Taking it on Faith

By Poison Ivy,

Okay, I admit it. In addition to loving romances and comic books, I am an opera freak. So there I was, watching Smetana’s “The Bartered Bride” (the major Czech opera that set the standard for all others), and suddenly the hero did something that heroes used to do all the time in romances. And sometimes, still do. He demanded blind faith from the heroine.

The hero, Jenik, is putting one over on the whole town. He claims to be a stranger from Moravia, wherever the heck that is. And he’s in love with and has been wooing a young girl, Marenka. But her parents need money and want her to marry a rich young man. Lots of machinations later, Jenik makes it seem as if he has sold out Marenka—given her up for 300 ducats. Now that’s a familiar romantic situation, the hero being paid off to get out of the heroine’s life. And then of course someone tells the heroine that he has sold her out, betrayed her, denied their love, etc.
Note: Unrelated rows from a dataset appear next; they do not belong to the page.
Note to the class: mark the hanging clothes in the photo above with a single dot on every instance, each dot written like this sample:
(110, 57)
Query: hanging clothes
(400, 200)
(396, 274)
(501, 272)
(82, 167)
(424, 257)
At this point, she confronts him, which is certainly better than a lot of romance heroines in books I have read. They tended to just run away themselves, usually into becoming Daddy’s Little Stepford Daughter, or whatever. They certainly did not listen to any explanations. Unfortunately, this heroine confronts her lover only to demand a yes or no answer as if they’re in court. And she follows another classic pattern by refusing to listen to the hero’s attempts to explain his trick. And so that gives rise to a funny argument scene, and a rather tragic-sounding song she sings. But he keeps trying to get her to take him on faith, to ignore what facts she has learned, and to just believe in him despite the facts. In direct contradiction of the facts. And she balks.

This reminded me of an explanation Gay Talese gives about mafia family dynamics in his book Honor Thy Father. He says that gangsters deliberately try to break their women down, so the women cling to them personally but have no will to adhere to any other moral compass. In other words, they accept their male relatives’ word as law, and even as truth. One sees this in the Godfather movies when Fay confronts the antihero about his killing his own brother-in-law, and he just lies to her to control her. Although Fay eventually figures him out, at the moment, she blindly takes him on faith.

This has always seemed wrong to me. When heroes playing a double game lead their women into believing that they are crooks, they frequently demand that the women believe in them to the detriment of the heroine’s own moral standards. Or the heroine voluntarily believes, and tries to save the hero, either from himself, or from the approaching consequences she fears will happen to him when his villainy is discovered. This always makes me squirm. It’s so embarrassing: here she’s desperately worried about him, possibly contravening her own moral code to try to help him escape, and he’s inwardly laughing at her or patronizing her. He knows what’s going on and she doesn’t. And he won’t tell her. It’s on a need to know basis, and she, the very woman he loves, isn’t in his inner circle. I hate it. It’s such a demeaning dynamic.

On the other hand, there are people in your life for whom you would commit crimes. People for whom you would risk your life so they would escape the consequences of their actions, even their evil actions. People whose actions you deplore, yet whom you would support no matter what. So I understand that the act of faith that the hero demands of the heroine (or the author demands of her) is in reality just another way of showing the depth of the heroine’s love. Of showing that it has no boundaries, etc.

But then consider the Meat Loaf lyric, “I Would Do Anything for Love (but I Won’t Do That)” There are limits. There should be limits. Limits to what a lover should ask of another lover. Limits to what a heroine should forgive in a hero. Limits to how much power in a relationship one person should cede to another.

The faith the hero should expect from the heroine is not the same as blind trust in the face of evidence that he has betrayed her. He needs her to believe that he is not the man to commit wrongful acts. Thus, he needs her to have confidence in his honesty, confidence in his fidelity, etc. So in the future when she sees him with another woman or doing something else that could be misconstrued, he needs her to have the confidence in him (and in herself) to assume that nothing bad is happening, and then to find out the facts. Not instantly to assume that he has betrayed her. This is the kind of faith a lover needs, not the other kind.

But true to the folk origin of this story, in this case, the hero is playing a trick on the matchmaker and on his own estranged father. He’s doing it to attain his own ends, and not counting the pain his behavior causes the heroine. Considering the grudging reunion with his father (grudging on both sides), his double dealing is even more destructive. Why hurt his beloved and show up his father as having been tricked, if he hopes for a happy future with either of them? It doesn’t make sense.

And that’s the unintended consequence of a hero’s demand for the heroine’s full faith, for her abandonment to love. Once he has shown her how deeply he can lie to her about who and what he is, once he has betrayed her innocent initial belief in him, she will always at the back of her mind have a niggling doubt: Is he lying to her again? Will he betray her at last? The suspicion, once planted, will always be there. How ironic that a demand for faith is what can cause a permanent lack of faith.